Maxwell devait prendre un coup supplémentaire au mois d’octobre 1969 quand il s’était retrouvé, sans plus de cérémonie, exclu du conseil d’administration de la société Pergamon Press après la conclusion d’un accord lucratif avec Saul Steinberg, le plus jeune multimillionnaire et self-made man américain, qui avait très mal tourné. Il avait été impossible pour l’homme d’affaires de ne pas s’attribuer la responsabilité de cet échec cinglant : Steinberg avait découvert que son nouveau partenaire avait mensongèrement gonflé ses profits en s’engageant dans des pratiques de comptabilité s’apparentant à des tours de passe-passe.
« Une fois encore », écrit Preston, « il avait utilisé une partie de son empire pour renflouer une autre ».
Mais il ne devait pas abandonner ce type de pratique pour autant. Dix-huit mois plus tard, un rapport gouvernemental établi sur cette débâcle avait déclaré que Maxwell « n’est pas une personnalité fiable pour diriger de manière appropriée une compagnie cotée ». La réponse qui avait été avancée par l’homme d’affaires – qui avait été d’affirmer qu’il faisait l’objet d’une « chasse aux sorcières » lancée par le « soi-disant establishment de la City »- s’était avérée peu convaincante.
Maxwell était tombé à terre – mais pas longtemps. Moins de cinq années après avoir été écarté de ses fonctions, il était parvenu à reprendre le contrôle de Pergamon.

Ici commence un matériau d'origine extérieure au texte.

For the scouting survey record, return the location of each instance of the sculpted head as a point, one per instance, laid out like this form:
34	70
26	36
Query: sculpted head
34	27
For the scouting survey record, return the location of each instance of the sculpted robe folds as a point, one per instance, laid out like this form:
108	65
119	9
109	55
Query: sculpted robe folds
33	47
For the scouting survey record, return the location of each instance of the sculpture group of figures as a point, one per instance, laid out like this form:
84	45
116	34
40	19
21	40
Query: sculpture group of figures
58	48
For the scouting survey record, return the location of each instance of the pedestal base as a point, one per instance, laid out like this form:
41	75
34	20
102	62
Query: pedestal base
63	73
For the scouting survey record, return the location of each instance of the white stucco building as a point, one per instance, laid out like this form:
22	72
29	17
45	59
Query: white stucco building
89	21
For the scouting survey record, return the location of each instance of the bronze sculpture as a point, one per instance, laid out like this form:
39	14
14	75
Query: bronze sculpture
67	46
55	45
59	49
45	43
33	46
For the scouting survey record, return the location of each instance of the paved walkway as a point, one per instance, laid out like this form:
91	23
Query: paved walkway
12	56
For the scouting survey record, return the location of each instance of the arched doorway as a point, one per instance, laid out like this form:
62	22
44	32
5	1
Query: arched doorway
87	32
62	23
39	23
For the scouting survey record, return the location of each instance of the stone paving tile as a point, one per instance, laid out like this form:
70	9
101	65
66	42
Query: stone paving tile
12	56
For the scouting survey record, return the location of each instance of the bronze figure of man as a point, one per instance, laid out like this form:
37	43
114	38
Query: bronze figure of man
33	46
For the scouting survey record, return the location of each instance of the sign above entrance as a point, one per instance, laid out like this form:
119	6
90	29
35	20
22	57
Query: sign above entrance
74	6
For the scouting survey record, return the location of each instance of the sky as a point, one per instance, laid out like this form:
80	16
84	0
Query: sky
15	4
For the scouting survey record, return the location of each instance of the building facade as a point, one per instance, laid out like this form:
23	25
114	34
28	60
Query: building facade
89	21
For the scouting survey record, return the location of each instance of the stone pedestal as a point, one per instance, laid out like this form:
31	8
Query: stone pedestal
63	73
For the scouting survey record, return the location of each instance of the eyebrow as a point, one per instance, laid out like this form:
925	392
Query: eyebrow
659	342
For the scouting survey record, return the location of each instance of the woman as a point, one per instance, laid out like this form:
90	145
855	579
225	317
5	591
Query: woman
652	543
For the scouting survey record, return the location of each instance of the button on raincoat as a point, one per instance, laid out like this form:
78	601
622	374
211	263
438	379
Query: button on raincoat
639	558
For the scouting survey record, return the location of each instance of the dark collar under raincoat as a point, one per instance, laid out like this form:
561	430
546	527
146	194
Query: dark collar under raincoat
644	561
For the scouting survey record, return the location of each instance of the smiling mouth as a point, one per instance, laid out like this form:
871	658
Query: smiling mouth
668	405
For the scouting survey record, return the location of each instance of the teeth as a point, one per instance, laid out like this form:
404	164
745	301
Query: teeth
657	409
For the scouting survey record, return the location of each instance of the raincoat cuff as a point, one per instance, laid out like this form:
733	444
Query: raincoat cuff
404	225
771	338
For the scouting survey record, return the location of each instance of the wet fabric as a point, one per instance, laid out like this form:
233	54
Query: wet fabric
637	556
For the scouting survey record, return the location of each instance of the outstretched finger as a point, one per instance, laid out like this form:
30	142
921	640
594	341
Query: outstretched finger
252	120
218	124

« Il est remonté à une vitesse étonnamment rapide », note Preston. Mais ce retour avait été précipité par une ruse : Steinberg n’avait pas remarqué, dans l’accord original qui avait été signé en 1969, que Maxwell avait conservé la mainmise sur la filiale américaine – très rentable – de Pergamon. Le « Tchèque sans provision », comme la presse l’avait surnommé, était alors parvenu à priver de liquidités la compagnie parente, la plaçant au bord du gouffre et obligeant finalement Steinberg à rendre les armes – une retraite qui s’était avérée humiliante et coûteuse pour le jeune Américain.
Pas Murdoch
Une décennie plus tard, l’homme d’affaires – qui était, dans l’intervalle, devenu l’heureux propriétaire d’un club de football et de la plus grande entreprise d’impression d’Europe – avait enfin atteint l’objectif qui lui avait échappé pendant les quinze années précédentes : l’acquisition d’un journal national. Cela n’avait pas été faute d’avoir essayé – en 1968, il avait bien tenté d’acheter News of the World, le journal du dimanche le plus lu en Angleterre ; en 1969, il avait tenté sa chance avec The Sun; et, en 1981, il s’était efforcé d’acquérir The Times. Mais, à chaque fois, il avait été pris de court par Murdoch.
La bataille pour News of the World avait été particulièrement laide : Dans un éditorial, le journal avait déclaré que « ce ne serait pas une bonne chose que M. Maxwell, qui s’appelait dans le passé Jan Ludwig Hoch, prenne le contrôle de ce journal… Il s’agit d’un journal britannique écrit par des Britanniques. Faisons en sorte que les choses ne changent pas ». Murdoch, qui a été interrogé par Preston pour le livre, se souvient : « J’ai senti que l’establishment ne lui permettrait pas de faire son entrée dans le sérail ».
Preston convient, de manière plus large, du fait que le sentiment de Maxwell d’avoir été dédaigné et bloqué par l’establishment n’a pas été un sentiment de « pure paranoïa ».
« Il y avait beaucoup d’antisémitisme et même s’il niait être Juif, tout le monde savait qu’il l’était », explique Preston. « Il était un étranger, il était considéré comme un arriviste arrogant et ces aspects de sa personnalité n’étaient vraiment pas appréciés ».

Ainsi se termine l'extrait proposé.